Ahad, 29 November 2009

MUKJIZAT


MUKJIZAT NABI MUHAMMAD SAW.

Tidak seorang rasul pun yang diutus oleh Allah Taala melainkan pasti dikuatkan dengan tanda-tanda berupa peristiwa alamiah serta mukjizat yang menyalahi keadaan yang biasa dialami oleh umat manusia, yang keluar dari batas kepandaian mereka. Maksudnya ialah agar dengan menunjukkan hal-hal itu dia dapat menjadi bukti bahwa orang yang mengaku menerima risalah benar-benar dipercaya sebagai utusan Tuhan, di samping berbagai berita gembira dan peringatan yang disampaikan.

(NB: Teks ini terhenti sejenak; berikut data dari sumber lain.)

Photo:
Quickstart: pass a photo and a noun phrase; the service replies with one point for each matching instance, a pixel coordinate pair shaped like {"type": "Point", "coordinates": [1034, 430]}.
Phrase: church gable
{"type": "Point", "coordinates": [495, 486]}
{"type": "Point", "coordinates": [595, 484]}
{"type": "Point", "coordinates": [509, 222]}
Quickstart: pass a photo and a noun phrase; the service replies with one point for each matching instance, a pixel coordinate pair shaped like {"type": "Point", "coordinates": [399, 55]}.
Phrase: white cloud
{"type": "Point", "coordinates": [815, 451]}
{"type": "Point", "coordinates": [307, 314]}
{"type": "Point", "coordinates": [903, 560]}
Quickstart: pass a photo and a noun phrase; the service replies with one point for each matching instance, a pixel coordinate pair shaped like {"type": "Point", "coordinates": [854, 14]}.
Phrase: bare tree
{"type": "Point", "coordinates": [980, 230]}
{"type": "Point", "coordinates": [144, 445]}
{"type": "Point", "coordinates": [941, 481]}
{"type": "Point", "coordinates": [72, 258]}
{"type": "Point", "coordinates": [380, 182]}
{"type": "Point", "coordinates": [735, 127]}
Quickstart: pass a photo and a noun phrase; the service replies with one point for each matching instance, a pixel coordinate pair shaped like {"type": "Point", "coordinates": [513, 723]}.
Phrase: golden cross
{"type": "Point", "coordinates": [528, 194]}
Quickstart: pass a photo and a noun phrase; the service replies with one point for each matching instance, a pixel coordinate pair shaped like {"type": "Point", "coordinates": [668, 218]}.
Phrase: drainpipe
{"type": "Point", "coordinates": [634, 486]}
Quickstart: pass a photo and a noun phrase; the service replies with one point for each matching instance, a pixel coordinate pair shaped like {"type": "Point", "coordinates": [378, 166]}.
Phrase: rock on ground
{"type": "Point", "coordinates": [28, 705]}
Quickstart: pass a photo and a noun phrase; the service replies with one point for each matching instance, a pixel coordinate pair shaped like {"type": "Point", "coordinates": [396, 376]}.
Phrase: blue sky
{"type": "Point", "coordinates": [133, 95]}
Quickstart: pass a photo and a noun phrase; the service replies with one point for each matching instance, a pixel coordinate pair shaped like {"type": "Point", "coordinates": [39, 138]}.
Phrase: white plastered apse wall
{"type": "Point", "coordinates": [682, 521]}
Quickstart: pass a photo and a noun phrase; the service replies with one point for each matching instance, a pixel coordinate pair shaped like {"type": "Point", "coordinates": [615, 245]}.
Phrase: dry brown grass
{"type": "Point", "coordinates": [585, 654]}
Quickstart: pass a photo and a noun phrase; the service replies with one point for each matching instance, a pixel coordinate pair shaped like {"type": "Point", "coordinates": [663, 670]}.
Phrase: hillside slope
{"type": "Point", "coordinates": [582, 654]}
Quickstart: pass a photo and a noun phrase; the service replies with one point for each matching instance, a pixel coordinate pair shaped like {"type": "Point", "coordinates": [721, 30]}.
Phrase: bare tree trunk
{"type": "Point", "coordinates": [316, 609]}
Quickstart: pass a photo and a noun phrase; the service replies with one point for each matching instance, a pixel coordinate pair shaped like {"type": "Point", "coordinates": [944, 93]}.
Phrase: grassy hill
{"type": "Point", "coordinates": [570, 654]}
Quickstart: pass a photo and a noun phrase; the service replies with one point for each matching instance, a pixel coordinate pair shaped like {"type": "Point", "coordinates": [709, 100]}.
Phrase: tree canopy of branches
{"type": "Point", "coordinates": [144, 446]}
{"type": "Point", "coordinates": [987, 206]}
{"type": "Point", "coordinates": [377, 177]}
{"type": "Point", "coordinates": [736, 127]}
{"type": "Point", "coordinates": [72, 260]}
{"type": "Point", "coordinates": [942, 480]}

Oleh sebab itu, maka tidak terbakarnya Nabi Ibrahim a.s. di dalam api yang menyala-nyala, keluarnya unta dari batu besar di hadapan Nabi Saleh a.s., tongkat Nabi Musa a.s. yang dapat berubah menjadi ular atau dapat membelah lautan sewaktu dipukulkan, juga hal-hal yang sangat aneh dan ajaib yang dapat diperlihatkan oleh Nabi Isa a.s., semua itu termasuk dalam kategori mukjizat yang mutlak perlu dipertontonkan sebagaimana diuraikan di atas.

Mukjizat seperti itu, merupakan peristiwa-peristiwa yang mudah dapat ditangkap oleh panca indra. Memang sengaja dibuat sedemikian oleh Allah Taala, sebab di saat itu akal pikiran manusia masih dalam taraf yang belum dapat sampai kepada tingkat kecerdasan atau kecendekiawanan. Selain itu, di saat nabi-nabi tersebut yang merupakan keajaiban itu masih sangat diagung-agungkan, dianggap bermutu tinggi dan bernilai luhur sekali. Karena keluarbiasaan serta kepelikan itu sampai mencapai suatu tingkat bahwa setiap manusia yang memilikinya atau dapat melaksanakannya, pasti akan dipatuhi dan orang-orang lain akan tunduk padanya.

Selanjutnya setelah kemajuan dan akal pikiran manusia berkembang, sudah memasuki tingkat kecerdasan yang tinggi bahkan kehidupan secara dahulu telah ditinggalkan dan berganti menjadi kehidupan yang penuh diliputi oleh pemikiran dan penggunaan akal pikiran yang dalam perjalanannya sudah menampakkan pertumbuhan yang cepat sekali, maka keajaiban-keajaiban yang dahulunya pernah menempati kedudukan yang tinggi tidak lagi menjadi senjata yang ampuh.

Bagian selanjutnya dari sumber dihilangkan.